Chissà se papa Francesco, nell’immaginare la sua ultima dimora terrena nella basilica di Santa Maria Maggiore, oltre che all’icona della Salus populi romani, ha pensato anche a quel quartiere, l’Esquilino, così multietnico e multireligioso. Nella prima mattina dopo i funerali la gente si è messa in coda, a migliaia, per pregare davanti a quella lapide in marmo chiaro che continua a rimandare, con forza, i passi salienti del suo Pontificato. Non solo credenti, come testimonia Roberto, che ricorda la frase di Francesco: «Meglio essere atei che cristiani che parlano male degli altri. Anche se sono ateo, se posso, faccio del bene agli altri, come ci ha insegnato lui». Florine, invece, originaria del Benin, ma che vive a Grenoble dove fa l’infermiera addetta alle sale operatorie, è venuta «per i funerali. Sono credente e questo Papa mi ha ricordato il grande valore dei poveri. Ha testimoniato una Chiesa che si prende cura degli ultimi, una Chiesa povera, secondo il messaggio del Vangelo». Ci sono le suore ospedaliere, che corrono in fretta ai loro impegni e c’è il gruppo della Divina misericordia della parrocchia Buon Pastore di Cormano, vicino Milano. «Era il Papa di tutti», dicono insieme Diana e suo marito, che erano venuti dall’Australia per il Giubileo. Oltre ventimila nella sola mattinata del 27 sono transitati, in fretta per lasciare il posto agli altri, davanti alla tomba di Francesco. E altre migliaia se ne attendono. Uno striscione recita “Grazie Francesco”. Non poteva esserci esposizione migliore, da quelle finestre del Collegio lombardo, quello che fu approvato nel 1890 da Leone XIII e che, nel 1943, grazie al rettore Francesco Bertoglio, salvò 65 ebrei dalle persecuzioni.

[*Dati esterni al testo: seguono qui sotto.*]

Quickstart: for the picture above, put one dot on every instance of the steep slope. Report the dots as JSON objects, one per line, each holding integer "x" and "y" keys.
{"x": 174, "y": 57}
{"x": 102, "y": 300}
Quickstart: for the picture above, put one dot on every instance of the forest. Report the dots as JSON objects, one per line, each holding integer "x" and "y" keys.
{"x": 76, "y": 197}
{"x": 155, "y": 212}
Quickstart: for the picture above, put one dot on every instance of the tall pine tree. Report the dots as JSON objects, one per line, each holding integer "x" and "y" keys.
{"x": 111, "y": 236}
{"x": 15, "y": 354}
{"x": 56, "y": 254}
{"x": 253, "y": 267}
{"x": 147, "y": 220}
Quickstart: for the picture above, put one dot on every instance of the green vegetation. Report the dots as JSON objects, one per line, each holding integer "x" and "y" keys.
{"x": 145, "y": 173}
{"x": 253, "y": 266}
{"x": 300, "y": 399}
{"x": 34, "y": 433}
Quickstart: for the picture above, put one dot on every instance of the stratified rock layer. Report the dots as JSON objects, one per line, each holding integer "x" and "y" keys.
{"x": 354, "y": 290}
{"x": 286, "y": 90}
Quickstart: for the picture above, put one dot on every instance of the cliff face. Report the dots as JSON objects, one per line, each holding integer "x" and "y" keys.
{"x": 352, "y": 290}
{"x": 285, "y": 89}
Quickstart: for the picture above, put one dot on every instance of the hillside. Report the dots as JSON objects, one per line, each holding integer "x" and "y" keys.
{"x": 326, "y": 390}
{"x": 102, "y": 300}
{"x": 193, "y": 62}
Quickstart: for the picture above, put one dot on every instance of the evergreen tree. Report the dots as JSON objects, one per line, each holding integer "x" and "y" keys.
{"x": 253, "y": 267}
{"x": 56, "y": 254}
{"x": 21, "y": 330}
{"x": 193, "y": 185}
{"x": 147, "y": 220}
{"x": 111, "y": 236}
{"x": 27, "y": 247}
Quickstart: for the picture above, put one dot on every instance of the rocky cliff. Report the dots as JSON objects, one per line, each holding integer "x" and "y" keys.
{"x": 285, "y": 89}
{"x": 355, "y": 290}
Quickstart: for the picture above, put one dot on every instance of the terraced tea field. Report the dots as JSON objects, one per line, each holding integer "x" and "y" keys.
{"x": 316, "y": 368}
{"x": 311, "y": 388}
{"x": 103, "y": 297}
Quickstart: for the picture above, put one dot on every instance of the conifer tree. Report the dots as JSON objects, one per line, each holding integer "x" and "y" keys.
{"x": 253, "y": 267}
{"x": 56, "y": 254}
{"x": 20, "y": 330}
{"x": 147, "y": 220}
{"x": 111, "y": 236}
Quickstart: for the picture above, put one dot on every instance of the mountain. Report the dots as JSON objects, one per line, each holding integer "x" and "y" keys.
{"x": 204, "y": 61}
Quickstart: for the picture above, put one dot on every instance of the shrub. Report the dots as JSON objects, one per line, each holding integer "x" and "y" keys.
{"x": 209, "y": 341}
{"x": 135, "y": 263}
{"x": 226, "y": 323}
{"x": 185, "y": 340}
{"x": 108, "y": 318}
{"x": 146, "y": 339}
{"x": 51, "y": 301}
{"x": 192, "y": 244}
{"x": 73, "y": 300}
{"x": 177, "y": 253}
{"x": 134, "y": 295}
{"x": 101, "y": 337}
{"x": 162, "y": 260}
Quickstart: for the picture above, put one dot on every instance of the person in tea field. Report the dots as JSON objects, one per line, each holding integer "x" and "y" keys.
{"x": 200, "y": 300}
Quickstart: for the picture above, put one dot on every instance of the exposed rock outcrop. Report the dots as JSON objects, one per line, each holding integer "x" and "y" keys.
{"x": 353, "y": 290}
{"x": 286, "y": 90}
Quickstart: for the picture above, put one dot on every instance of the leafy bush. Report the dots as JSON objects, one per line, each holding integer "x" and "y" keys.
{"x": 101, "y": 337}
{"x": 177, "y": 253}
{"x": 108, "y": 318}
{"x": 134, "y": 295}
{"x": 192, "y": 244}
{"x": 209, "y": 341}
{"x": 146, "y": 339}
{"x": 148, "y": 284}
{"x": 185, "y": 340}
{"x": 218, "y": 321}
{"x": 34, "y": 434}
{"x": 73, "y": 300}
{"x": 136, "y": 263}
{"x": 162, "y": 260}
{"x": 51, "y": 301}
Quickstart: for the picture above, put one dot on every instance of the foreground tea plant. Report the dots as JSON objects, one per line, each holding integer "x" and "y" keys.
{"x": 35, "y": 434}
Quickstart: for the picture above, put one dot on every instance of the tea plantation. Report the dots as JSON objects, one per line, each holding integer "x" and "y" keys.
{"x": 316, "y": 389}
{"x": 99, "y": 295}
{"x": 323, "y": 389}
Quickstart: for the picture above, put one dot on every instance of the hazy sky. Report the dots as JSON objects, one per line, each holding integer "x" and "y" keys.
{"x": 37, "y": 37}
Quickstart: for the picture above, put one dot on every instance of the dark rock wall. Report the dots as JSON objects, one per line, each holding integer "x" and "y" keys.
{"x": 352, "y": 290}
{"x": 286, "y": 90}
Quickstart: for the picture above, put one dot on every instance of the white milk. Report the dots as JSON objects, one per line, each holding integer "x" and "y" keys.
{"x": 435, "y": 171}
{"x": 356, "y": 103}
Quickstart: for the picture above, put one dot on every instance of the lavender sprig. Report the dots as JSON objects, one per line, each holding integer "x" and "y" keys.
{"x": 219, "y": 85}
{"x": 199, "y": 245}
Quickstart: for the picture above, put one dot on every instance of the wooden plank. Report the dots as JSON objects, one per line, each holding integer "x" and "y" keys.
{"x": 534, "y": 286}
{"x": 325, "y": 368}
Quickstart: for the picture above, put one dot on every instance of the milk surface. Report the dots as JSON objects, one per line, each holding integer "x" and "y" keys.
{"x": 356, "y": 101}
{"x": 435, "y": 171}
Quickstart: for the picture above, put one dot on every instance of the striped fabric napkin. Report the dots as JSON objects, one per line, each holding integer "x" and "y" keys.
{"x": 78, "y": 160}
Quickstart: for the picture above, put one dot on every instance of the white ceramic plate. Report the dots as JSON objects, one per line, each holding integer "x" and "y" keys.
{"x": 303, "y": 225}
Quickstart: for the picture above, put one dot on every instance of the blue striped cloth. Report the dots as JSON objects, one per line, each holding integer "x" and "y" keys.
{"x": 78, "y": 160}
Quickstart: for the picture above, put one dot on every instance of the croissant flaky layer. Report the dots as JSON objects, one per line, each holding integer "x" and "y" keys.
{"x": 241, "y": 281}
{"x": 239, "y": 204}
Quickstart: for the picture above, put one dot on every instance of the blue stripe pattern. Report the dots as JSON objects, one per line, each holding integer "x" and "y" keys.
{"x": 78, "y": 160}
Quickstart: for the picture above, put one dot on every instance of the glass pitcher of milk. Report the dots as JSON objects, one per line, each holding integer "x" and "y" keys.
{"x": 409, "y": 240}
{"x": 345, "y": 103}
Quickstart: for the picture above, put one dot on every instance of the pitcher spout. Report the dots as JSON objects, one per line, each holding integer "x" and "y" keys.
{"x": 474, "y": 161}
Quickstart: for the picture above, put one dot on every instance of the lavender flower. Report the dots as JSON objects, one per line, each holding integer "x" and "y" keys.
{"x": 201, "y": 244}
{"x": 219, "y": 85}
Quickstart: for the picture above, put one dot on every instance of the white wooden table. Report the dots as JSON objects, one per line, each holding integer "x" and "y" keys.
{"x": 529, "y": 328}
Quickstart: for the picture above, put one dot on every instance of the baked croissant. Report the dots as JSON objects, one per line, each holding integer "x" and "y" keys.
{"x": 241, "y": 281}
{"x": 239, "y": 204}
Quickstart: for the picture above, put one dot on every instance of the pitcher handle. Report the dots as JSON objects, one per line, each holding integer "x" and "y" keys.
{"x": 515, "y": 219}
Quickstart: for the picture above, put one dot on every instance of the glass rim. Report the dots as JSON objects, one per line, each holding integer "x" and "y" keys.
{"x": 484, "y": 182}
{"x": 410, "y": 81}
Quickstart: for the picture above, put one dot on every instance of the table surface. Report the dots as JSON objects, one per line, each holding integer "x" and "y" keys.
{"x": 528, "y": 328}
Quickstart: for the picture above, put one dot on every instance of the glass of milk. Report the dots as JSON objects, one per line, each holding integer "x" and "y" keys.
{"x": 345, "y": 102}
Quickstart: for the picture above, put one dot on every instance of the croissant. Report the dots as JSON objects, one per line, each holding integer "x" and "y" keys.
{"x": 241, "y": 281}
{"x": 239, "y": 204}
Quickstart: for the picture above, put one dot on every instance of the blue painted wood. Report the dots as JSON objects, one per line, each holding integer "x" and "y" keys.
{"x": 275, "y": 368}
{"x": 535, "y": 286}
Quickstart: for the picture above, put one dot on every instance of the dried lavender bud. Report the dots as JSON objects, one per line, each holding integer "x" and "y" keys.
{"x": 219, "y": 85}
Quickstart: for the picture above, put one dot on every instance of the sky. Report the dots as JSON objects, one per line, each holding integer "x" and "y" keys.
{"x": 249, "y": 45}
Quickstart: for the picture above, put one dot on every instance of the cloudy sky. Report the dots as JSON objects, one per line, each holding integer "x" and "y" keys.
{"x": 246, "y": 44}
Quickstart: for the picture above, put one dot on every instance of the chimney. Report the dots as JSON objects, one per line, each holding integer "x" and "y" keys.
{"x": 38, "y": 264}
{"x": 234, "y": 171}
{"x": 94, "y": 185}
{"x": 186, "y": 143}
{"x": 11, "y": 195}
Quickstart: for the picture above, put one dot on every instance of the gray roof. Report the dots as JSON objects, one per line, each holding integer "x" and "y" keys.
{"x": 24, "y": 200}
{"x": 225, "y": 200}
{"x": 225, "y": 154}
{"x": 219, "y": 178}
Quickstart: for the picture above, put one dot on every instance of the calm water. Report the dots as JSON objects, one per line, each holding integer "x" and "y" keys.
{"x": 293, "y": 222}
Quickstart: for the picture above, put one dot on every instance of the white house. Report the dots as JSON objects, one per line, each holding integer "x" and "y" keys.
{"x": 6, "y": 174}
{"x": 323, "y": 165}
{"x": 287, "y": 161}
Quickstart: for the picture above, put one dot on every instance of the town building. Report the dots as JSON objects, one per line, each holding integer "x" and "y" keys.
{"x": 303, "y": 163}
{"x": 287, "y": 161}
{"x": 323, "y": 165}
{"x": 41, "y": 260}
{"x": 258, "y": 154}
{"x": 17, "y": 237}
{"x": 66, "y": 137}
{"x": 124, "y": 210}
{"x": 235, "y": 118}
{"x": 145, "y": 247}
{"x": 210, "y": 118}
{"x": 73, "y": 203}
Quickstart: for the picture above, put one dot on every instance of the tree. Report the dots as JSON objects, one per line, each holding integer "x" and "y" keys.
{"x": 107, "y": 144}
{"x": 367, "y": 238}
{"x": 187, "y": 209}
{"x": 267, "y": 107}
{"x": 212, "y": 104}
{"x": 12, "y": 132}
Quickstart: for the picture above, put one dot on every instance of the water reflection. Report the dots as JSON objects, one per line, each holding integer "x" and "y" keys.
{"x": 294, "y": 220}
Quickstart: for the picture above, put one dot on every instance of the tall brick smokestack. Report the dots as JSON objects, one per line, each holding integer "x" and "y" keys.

A pochi metri sono aperti i negozi cinesi, gli esercizi commerciali di nordafricani e bengalesi. Da piazza Vittorio, lunedì mattina, arriveranno fin qui anche gli odori e le grida dei mercati che esporranno i prodotti tipici delle cucine dei Paesi più lontani. «Periferici», direbbe, Francesco, eppure così centrali. Nel cuore della sua diocesi, nella Basilica che per prima ascoltò la messa in una lingua slava, dove si celebra anche una messa domenicale con il rito latino secondo il messale di Paolo VI, con una ricchezza artistica che attrae turisti e amanti del bello, con la reliquia della «sacra culla», che ne fa la «Betlemme dell’Occidente», con l’icona della Salus che si dice dipinta dall’Evangelista Luca, la simbologia non sembra casuale.
Crocevia di popoli e di fede, a metà tra i quartieri della Roma bene e di quella povera, tra i profumi delle boutique e l’odore pungente degli scarti, a due passi dalla stazione Termini e dal Viminale, dal Teatro dell’Opera e dagli alberghi di lusso Francesco ha scelto il posto migliore per non rimanere solo e, soprattutto, per poter continuare a parlare a «todos, todos, todos».